The name of the chart (default: the instance name)

chart_values

A map of chart values

Inputs

All operations can be passed the following input parameters:

flags

A list of flags to pass to the helm command

unfurl.nodes.HelmRepository

TOSCA node type that represents a Helm repository.

Properties

name

The name of the repository (default: the instance name)

url

(required) The URL of the repository

Kubernetes

Use these types to manage Kubernetes resources.

unfurl.nodes.K8sCluster

TOSCA type that represents a Kubernetes cluster. Its attributes are set by introspecting the current Kubernetes connection (unfurl.relationships.ConnectsTo.K8sCluster). There are no default implementations defined for creating or destroying a cluster.

Attributes

apiServer

The url used to connect to the cluster’s api server.

unfurl.nodes.K8sNamespace

Represents a Kubernetes namespace. Destroying a namespace deletes any resources in it. Derived from unfurl.nodes.K8sRawResource.

Requirements

host

A node template of type unfurl.nodes.K8sCluster

Properties

name

The name of the namespace.

unfurl.nodes.K8sResource

Requirements

host

A node template of type unfurl.nodes.K8sNamespace

Properties

definition

(map or string) The YAML definition for the Kubernetes resource.

Attributes

apiResource

(map) The YAML representation for the resource as retrieved from the Kubernetes cluster.

name

(string) The Kubernetes name of the resource.

unfurl.nodes.K8sSecretResource

Represents a Kubernetes secret. Derived from unfurl.nodes.K8sResource.

Requirements

host

A node template of type unfurl.nodes.K8sNamespace

Properties

data

(map) Name/value pairs that define the secret. Values will be marked as sensitive.

Attributes

apiResource

(map) The YAML representation for the resource as retrieved from the Kubernetes cluster. Data values will be marked as sensitive.

name

(string) The Kubernetes name of the resource.

unfurl.nodes.K8sRawResource

A Kubernetes resource that isn’t part of a namespace.

Requirements

host

A node template of type unfurl.nodes.K8sCluster

Properties

definition

(map or string) The YAML definition for the Kubernetes resource.

Attributes

apiResource

(map) The YAML representation for the resource as retrieved from the Kubernetes cluster.

name

(string) The Kubernetes name of the resource.

Supervisor

Supervisor is a light-weight process manager that is useful when you want to run local development instances of server applications.

Required TOSCA import: configurators/supervisor-template.yaml (in the unfurl repository)

unfurl.nodes.Supervisor

TOSCA type that represents an instance of Supervisor process manager. Derived from tosca.nodes.SoftwareComponent.

properties

homeDir

(string) The location the Supervisor configuration directory (default: {get_dir: local})

confFile

(string) Name of the confiration file to create (default: supervisord.conf)

conf

(string) The supervisord configuration. A default one will be generated if omitted.
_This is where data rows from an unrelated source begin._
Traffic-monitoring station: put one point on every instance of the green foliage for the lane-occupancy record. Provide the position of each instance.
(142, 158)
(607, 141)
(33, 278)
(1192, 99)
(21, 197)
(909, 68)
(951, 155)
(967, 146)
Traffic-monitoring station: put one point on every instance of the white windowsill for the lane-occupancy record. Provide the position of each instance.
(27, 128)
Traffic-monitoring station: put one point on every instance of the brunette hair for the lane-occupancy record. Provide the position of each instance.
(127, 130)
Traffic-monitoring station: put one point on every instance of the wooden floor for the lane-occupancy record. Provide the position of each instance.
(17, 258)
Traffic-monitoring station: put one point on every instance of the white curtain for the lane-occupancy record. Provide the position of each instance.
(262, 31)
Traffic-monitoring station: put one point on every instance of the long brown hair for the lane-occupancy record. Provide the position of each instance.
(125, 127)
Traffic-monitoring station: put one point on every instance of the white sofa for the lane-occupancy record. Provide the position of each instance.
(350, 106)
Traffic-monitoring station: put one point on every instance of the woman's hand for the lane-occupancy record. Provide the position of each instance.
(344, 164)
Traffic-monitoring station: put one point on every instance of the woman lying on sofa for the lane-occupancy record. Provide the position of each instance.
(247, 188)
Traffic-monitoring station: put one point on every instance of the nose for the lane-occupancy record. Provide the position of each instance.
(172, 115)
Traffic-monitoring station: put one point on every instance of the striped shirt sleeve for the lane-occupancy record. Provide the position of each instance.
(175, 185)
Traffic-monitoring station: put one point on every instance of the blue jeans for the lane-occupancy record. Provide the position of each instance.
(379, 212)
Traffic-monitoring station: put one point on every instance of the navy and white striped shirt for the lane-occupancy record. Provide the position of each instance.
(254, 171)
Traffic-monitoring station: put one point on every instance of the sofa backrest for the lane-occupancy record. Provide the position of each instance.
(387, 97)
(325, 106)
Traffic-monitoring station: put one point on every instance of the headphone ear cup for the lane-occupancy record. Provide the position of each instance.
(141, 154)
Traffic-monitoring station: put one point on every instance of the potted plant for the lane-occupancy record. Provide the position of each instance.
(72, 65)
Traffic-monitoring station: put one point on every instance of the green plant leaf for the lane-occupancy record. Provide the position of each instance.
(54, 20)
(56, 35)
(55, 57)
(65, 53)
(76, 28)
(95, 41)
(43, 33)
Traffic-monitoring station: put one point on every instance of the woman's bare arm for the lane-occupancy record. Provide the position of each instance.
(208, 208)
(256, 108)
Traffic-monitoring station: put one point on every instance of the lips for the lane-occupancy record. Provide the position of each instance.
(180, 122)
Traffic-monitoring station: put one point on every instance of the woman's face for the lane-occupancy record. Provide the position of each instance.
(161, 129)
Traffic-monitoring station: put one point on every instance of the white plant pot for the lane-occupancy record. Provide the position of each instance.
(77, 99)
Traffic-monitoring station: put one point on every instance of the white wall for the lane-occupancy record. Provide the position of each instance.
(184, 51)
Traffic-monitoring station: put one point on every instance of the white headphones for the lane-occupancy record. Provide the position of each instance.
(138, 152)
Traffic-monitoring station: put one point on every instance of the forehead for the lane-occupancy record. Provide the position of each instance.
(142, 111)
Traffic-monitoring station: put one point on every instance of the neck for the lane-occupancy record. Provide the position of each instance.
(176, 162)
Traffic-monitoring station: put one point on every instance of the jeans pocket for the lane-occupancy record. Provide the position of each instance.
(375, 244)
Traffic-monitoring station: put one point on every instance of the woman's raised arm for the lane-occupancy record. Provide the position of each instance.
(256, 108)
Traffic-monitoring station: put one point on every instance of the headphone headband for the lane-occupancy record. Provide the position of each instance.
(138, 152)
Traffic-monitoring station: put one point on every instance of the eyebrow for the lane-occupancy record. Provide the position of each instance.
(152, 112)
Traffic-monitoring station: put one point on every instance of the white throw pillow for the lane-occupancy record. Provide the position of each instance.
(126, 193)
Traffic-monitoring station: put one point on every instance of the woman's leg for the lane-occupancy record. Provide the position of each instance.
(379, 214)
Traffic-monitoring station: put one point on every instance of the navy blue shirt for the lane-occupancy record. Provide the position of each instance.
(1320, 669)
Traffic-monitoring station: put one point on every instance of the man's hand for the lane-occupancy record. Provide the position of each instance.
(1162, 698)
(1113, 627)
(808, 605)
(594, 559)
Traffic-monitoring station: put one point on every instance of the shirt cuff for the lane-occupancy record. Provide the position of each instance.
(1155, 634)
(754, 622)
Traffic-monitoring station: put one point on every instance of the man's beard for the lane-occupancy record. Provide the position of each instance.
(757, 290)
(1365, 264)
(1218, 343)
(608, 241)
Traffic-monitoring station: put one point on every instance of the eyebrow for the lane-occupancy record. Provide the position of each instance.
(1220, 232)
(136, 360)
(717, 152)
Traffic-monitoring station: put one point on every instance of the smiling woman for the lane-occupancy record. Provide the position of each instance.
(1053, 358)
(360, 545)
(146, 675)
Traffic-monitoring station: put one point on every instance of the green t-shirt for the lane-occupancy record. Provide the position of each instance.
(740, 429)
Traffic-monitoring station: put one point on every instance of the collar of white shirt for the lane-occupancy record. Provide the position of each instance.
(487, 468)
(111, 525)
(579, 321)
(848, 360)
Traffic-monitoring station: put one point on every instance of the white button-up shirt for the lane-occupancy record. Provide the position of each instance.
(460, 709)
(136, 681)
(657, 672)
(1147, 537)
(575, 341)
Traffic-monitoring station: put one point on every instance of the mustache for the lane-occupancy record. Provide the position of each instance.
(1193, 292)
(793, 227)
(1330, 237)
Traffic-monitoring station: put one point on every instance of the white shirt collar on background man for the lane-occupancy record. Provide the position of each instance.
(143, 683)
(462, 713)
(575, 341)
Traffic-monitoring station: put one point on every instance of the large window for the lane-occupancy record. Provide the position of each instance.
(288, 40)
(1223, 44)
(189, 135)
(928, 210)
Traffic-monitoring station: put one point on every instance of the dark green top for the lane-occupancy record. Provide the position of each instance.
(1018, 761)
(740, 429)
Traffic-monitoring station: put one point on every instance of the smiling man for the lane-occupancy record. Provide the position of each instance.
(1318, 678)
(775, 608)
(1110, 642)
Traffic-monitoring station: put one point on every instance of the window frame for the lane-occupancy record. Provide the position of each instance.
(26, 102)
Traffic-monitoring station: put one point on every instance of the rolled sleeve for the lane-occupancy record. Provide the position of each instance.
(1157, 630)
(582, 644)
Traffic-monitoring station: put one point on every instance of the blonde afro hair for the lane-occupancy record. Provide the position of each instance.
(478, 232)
unfurl.nodes.ProcessController.Supervisor

TOSCA type that represents a process (“program” in supervisord terminology) that is managed by a Supervisor instance. Derived from unfurl.nodes.ProcessController.

requirements

host

A node template of type unfurl.nodes.Supervisor.

properties

name

(string) The name of this program.

program

(map) A map of settings for this program.